The influence of symbology in our lives, long neglected or ignored in our western culture, is a theme which is rising in popularity. While many recent books deal with a wide array of archetypical symbols and what they mean in our lives, my interest is more oriented to basic scientific principles (and I use 'science' here in its broadest sense, since most of science turns a blind eye to intangible-tangible process linkages). When Erich von Daniken's book, "Chariot of the Gods" came out in the late sixties, I was really not impressed, although it amazed me that a couple of friends were 'sold' on the suggested origins of the symbols. This set me to reflecting, and when a British magazine called "Private Eye" did a feature article on the book (there was an 'unfortunate' typo and the title came out "Chariot of the Dogs"), they pointed out that a rugby scrum had a remarkably similar geometry to a spacecraft landing module. This prompted me to go to an after-game pub session to further investigate this relational linkage, however, it became obvious that long term memory retention of symbolic origins was 'not bloody likely'.

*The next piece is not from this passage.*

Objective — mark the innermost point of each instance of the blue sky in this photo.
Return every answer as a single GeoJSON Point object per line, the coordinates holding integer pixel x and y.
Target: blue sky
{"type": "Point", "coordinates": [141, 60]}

I suspect that most of us would agree that whatever differences may exist amongst interpretations of a particular symbology, symbols from the past, i.e. qualitative space-time patterns, can stir the imagination to action and lead to 'emergent behaviors', right? If you're not sure, let's wager on how long before you will be able to get through Israeli customs wearing a swastika armband. .... right, I'll see yours and double.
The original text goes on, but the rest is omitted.